Note de lecture par
Fériel Berraies Guigny
Benazir Bhutto : Mourir pour la liberté !
« Je n’ai pas choisi cette vie, c’est elle qui m’a choisie»… (p
9)
L’Aveu de toute une destinée se retrouve en ces premiers mots
que l’on peut lire dans le roman autobiographique (Benazir
Bhutto fille de l’Orient, 2007 ; éditions Eloise D’Ormesson,
Paris) qui vient d’être traduit de l’ anglais par Simone
Lamblion et Isabelle Taudiére.
Le récit d’un parcours exceptionnel, celui d’une grande
figure de la démocratie qui vient de s’éteindre sous le joug de
l’extrémisme politique au Pakistan.
Infidèle à ce célèbre vers de Brassens « mourir pour des
idées, d’accord, mais de mort lente », la figure emblématique de
la démocratie, Benazir Bhutto vient de partir, mais point de
mort lente.
Un coup terrible pour la démocratie dans le Monde, un coup
terrible pour une Femme qui tout comme Indira Gandhi, n’a pu
changer à temps le destin de son pays.
Héritière de l'une des familles les plus puissantes du
Pakistan, Benazir Bhutto a grandi auprès de son père,
Zulfiqar Ali Bhutto,
devenu héros du peuple, démocratiquement élu au suffrage
universel et
premier chef du
gouvernement
progressiste (de 1972
à 1977) à avoir tenu tête aux militaires.

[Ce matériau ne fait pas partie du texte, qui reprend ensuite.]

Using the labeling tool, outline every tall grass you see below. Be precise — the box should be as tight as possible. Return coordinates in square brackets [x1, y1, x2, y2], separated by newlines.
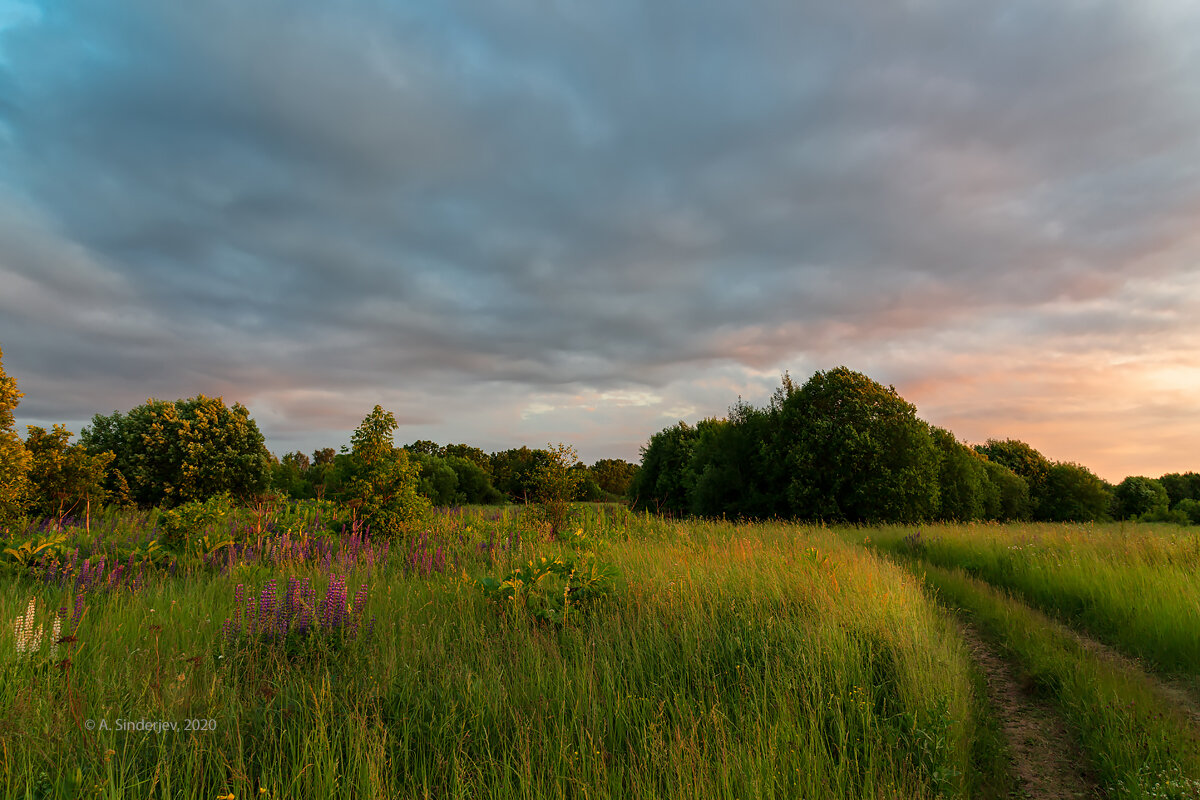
[1, 512, 987, 799]
[859, 522, 1200, 676]
[910, 563, 1200, 799]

Durant toute sa vie Benazir Bhutto vivra, sera sous le poids
de l’héritage paternel, elle verra sa famille décimée, son père
puis ses deux frères ; elle même et sa mère seront emprisonnées,
passées à tabac à plusieurs reprises « Ma vie n’a pas pris le
cours que j’aurais prédit, mais je n’échangerais ma place contre
celle d’aucune femme au monde ( p 11)
Un message empreint de vérité et de prémonition, tant Benazir
se savait condamnée à payer prochainement sur l’autel de la
démocratie.
Car la liberté, la démocratie, les droits de l’homme ces
valeurs inébranlables et universelles sont aussi assassines en
Afrique, au Moyen Orient et en extrême Orient. Sombre fatalité
que nos peuples du Sud continuent de subir.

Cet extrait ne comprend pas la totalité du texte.